For the user, it can also be hard to choose, as the Nietzschesespeciallycontinue to multiply. The most promiscuous literary presence on Twitter is, of course, Shakespeare, whose various accounts I will not number here. Few of these, though, match the simple satisfactions of following Willy Shakes (@IAM_SHAKESPEARE; 46,200+ followers), a bot that tweets all of Shakespeare, line by line. (Started in 2009, @IAM_SHAKESPEARE has recently lapped itself for the second time.) In a thoughtful post on Slate in October 2011, Dana Stevens identifies one of the primary pleasures of the Willy Shakes account:
At times, @IAM_SHAKESPEARE can be almost like a tarot deck or a Magic 8 ball, coming up with the image or word of advice you didn’t know you needed. Single-word “widows” at the end of a line of verse can make for wonderfully enigmatic Shakestweets like this one, which popped up one night as if to admonish me for staying up too late:
Such moments of naked abruptness requisition the formal simplicities of language, abstracting words and fragments from their context and even from the most basic concerns of logic. This abrupt and gnomic type of pronouncement is not unlike the @Horse_ebooks approach; really, the main difference between a @Horse_ebooks post and (say) an isolated tweet from @IAM_SHAKESPEARE is that the former has its inconcinnity, its weirdness, built in; in the latter case, the user who re-broadcasts a sequestered line of Shakespeare becomes complicit in the acontextual mischief.
It may or may not be coincidental that last year's most notorious mock-Twitter account takes its name and avatar from the creature whom Jonathan Swift, in Gulliver's Travels, cast as more reasonable than man—perhaps, indeed, too reasonable, too cold, its morals too much like algebra.

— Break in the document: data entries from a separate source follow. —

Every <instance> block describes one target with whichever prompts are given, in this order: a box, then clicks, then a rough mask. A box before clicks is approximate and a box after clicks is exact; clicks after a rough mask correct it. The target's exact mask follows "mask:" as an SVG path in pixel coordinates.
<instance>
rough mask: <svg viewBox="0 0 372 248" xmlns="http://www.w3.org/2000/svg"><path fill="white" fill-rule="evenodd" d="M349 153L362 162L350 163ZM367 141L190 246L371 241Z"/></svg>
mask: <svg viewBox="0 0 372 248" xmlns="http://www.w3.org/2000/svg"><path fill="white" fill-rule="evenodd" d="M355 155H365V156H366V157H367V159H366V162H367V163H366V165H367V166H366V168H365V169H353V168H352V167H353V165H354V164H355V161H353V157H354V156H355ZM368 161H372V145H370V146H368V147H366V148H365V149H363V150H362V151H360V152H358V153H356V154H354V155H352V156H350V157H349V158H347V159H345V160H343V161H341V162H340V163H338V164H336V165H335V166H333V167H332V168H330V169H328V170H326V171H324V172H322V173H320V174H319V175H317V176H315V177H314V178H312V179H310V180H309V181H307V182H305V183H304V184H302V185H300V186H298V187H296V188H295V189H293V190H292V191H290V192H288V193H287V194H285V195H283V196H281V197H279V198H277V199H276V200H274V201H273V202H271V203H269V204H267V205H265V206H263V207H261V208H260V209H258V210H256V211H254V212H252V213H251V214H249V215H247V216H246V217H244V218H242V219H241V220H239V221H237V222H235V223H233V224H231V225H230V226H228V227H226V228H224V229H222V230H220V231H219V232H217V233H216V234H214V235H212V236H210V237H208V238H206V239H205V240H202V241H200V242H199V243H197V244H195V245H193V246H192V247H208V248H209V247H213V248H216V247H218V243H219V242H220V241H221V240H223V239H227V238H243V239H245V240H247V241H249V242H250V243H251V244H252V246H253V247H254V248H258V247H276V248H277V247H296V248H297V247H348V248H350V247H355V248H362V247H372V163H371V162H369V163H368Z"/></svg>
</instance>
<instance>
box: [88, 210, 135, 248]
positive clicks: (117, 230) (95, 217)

In a recent New Yorker profile of Jacob Bakkila and Thomas Bender, @Horse_ebooks' founders and proprietors, Susan Orlean quotes a curator at the Whitney Museum: “[The account's] 'play with identity, and the fusion of the human and the machine' placed Bakkila and Bender firmly within the genre known as 'net art.'” This triumphalist label feels rather silly, but the uneasy negotiation between “the human and the machine” is at the heart of the humor and surprising warmth of literary Twitter presences. The Web afterlives of canonical writers are bound within these diametrics: In abstraction, automation, isolation, recapitulation, their words weave through servers and are culled by algorithms and finally re-emerge—like any classic however preserved—at once alien and familiar on the collective tongue.